Berg described how Nils, the main witness in Linna's trial, originally told police he had tried to convince Linna not to rob the brothers and took him on a trip to where they lived to convince him they had nothing valuable to steal. He repeated these claims under oath at trial. Linna denies any such conversation or trip taking place.

Berg says that when he and Johnson interviewed Nils, he "started to tell us a different story" to the one he told in court. Nils asked the journalists to turn off their recording so he could share new information. Berg says he turned off the recorder he was using, but a second recorder placed in the background, continued to run.

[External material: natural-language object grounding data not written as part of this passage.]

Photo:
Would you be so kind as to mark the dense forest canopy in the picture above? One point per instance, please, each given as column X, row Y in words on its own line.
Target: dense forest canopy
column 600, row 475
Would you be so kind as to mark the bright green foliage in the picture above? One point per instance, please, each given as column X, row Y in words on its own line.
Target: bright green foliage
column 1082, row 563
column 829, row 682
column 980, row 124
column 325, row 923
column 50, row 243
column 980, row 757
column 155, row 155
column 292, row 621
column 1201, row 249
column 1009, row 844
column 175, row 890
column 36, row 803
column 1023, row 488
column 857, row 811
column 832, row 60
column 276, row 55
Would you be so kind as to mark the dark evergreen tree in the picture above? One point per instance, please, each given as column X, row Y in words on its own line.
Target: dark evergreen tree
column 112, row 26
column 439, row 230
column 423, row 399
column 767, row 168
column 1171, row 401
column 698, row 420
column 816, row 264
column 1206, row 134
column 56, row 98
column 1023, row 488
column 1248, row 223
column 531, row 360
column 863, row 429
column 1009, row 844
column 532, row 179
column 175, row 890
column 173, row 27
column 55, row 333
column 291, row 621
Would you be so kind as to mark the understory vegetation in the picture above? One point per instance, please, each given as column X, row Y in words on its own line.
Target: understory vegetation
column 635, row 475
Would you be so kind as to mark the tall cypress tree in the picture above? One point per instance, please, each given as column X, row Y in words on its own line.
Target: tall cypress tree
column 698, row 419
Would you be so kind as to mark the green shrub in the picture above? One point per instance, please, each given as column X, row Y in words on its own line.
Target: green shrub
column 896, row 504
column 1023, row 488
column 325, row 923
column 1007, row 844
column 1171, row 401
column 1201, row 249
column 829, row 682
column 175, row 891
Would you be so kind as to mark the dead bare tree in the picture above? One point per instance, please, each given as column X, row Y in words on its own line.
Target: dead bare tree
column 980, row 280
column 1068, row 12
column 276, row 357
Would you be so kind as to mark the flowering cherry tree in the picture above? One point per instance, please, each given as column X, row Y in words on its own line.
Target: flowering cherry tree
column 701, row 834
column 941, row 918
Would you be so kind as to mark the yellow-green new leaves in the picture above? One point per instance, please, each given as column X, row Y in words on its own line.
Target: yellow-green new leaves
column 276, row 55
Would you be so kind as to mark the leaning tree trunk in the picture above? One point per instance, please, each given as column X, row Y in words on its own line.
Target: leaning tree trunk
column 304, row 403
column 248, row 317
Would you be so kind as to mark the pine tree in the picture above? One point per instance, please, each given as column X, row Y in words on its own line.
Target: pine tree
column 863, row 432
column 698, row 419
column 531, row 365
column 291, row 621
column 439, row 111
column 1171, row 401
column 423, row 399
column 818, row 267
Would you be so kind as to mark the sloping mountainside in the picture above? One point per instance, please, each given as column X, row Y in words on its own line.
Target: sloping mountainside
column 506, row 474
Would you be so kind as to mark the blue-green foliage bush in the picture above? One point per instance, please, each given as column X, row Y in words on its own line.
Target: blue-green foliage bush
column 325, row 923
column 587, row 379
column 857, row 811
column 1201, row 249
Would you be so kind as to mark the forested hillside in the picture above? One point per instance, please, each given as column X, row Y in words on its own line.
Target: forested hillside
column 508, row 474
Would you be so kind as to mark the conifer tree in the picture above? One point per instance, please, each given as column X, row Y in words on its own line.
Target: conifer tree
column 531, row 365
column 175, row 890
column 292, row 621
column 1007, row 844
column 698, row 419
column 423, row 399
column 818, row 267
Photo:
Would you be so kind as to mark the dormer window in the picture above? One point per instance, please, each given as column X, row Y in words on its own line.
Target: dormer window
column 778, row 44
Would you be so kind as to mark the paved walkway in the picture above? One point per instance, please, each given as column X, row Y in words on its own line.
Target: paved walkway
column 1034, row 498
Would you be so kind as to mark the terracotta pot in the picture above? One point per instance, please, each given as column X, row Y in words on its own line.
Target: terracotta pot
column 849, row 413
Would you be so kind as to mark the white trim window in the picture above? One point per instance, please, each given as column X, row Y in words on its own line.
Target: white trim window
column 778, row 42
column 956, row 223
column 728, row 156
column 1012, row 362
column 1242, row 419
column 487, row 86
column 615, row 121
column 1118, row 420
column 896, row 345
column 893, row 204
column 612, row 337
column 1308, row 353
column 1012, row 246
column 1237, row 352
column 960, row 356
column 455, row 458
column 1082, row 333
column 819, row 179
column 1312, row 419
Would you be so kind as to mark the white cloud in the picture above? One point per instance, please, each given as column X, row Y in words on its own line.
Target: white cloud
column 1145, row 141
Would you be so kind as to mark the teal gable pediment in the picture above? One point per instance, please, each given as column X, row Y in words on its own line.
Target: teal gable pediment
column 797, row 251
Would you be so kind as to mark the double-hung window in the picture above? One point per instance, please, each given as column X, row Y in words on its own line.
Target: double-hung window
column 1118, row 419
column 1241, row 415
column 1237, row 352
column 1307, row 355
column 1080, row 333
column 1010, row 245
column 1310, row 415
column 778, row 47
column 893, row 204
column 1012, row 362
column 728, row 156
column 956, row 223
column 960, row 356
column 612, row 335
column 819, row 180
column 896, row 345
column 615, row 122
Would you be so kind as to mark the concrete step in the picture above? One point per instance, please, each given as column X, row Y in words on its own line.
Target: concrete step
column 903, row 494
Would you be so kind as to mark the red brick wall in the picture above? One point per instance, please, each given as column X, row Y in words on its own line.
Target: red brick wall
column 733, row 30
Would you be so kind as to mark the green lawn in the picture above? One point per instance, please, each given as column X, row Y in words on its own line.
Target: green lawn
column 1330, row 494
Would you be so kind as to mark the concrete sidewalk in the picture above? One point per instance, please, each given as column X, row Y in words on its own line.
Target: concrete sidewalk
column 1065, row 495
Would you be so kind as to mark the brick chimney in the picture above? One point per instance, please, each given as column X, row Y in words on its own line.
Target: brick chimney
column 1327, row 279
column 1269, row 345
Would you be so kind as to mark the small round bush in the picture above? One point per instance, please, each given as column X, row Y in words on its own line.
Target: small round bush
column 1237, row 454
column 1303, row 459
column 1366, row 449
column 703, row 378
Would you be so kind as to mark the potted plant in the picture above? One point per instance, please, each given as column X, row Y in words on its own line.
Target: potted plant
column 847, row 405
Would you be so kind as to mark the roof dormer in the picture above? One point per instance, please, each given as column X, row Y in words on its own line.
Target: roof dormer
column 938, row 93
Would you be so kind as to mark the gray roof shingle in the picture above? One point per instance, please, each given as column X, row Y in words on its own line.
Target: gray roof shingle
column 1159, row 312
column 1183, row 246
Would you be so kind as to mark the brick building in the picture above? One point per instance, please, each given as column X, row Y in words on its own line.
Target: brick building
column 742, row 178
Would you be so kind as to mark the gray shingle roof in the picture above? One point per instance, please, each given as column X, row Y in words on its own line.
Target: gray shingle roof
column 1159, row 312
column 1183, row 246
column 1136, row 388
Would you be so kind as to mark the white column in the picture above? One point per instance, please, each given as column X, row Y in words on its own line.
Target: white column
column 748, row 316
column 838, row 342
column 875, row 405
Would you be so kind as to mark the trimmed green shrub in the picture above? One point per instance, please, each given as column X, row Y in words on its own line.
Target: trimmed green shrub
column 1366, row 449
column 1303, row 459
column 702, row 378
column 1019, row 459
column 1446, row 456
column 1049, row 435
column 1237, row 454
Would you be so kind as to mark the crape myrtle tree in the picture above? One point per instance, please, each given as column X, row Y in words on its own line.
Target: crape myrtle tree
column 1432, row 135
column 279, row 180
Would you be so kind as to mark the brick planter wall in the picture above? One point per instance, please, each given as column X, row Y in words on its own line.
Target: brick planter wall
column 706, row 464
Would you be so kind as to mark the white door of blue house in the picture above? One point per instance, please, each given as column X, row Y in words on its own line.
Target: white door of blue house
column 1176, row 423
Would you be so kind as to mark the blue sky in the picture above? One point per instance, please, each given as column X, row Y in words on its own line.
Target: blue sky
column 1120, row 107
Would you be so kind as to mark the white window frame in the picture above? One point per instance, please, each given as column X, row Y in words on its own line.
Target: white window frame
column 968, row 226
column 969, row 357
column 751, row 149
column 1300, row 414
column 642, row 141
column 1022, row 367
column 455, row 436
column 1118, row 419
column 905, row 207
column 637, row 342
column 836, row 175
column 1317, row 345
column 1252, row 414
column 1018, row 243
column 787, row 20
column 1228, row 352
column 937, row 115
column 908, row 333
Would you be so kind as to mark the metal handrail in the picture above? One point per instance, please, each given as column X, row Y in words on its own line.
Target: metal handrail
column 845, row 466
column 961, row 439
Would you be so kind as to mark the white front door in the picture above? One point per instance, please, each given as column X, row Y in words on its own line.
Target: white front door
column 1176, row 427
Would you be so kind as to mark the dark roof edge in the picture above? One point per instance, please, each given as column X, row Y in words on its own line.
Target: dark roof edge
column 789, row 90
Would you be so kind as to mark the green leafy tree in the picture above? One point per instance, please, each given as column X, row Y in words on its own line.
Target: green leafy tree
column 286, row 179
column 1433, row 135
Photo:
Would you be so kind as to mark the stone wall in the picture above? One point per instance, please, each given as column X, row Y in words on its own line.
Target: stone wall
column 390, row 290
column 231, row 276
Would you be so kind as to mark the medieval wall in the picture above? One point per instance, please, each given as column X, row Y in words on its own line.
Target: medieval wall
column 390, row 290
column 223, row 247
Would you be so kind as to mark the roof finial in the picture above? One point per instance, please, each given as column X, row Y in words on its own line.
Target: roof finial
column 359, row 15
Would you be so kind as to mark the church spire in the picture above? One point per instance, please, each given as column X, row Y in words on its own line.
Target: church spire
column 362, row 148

"He suddenly said, 'OK, pause the recorder, I have something to say to you, and I don't want it on tape.' He said, 'Well, I had a different agenda on this journey, me and my dad, we wanted to go and buy drugs," says Berg. The witness previously told the court there was no other reason why he made the alleged trip to Kalamark where the Lindberg brothers lived.

The audio was used by Linna's lawyer to request an appeal against his original conviction and played in court at the retrial. In the process, a new precedent was set as Spår's involvement in the case achieved what Serial did not—overturning a conviction.

"We owe Serial so much," says Berg, however. "Without it we couldn't have done this. In order to get sponsors or the people that finance our podcast, they had to see something like Serial."

Acast co-founder and Spår producer Karl Rosander says the court decision legitimizes the excellent journalism that is being done in audio form. He hopes this could be a landmark moment that achieves for podcasting what the Washington Post's coverage of the Watergate scandal did for the print medium.

"We actually made a difference—we released a guy that was in jail," says Rosander. "It's so important because it makes podcasts more [respected] and trusted as a media [format]."

A Case Unsolved

On Thursday, after the court of appeals announced Linna was free, Spår released a special follow-up episode: An interview with Kaj Linna.

Berg and Johnson met and recorded their conversation with Linna in the 16-day period between the end of the retrial and the court's decision to overturn the conviction Thursday; during this time Linna was freed from prison.

"I think I recorded the most beautiful moment I ever recorded in my microphone," says Berg.

"[Linna] dreamt of a few things when he was in jail, and one of them was to go swimming again. We went to a lake in the middle of Sweden, and he and one of his sons went into the water...that was his first swim in 13 years. It was great to witness and record."

Linna, Berg says, now plans to leave Sweden and move to Spain, believing he was treated unjustly by the Swedish justice system.

But with Linna now free, police are again investigating the murder of Roger Lindberg and the assault of his brother, Sune. The key witness in the first trial could hold the key to the truth.

In the original investigation, Sune Lindberg recalled hearing the voice of a man the brothers had previously done business with when he and his brother were attacked.

The man, identified only as Bertil, gave the police an alibi and said he suspected Linna. He told officers to speak to another man—the key witness, Nils—who, he claimed, had more information about Linna's involvement. It was Nils's testimony that jailed Linna.

"I'm confident if the police want to solve this, they will do it," says Berg. "This needs to get solved."

Berg and Johnson may even turn on their recorders for another season of Spår following the latest developments.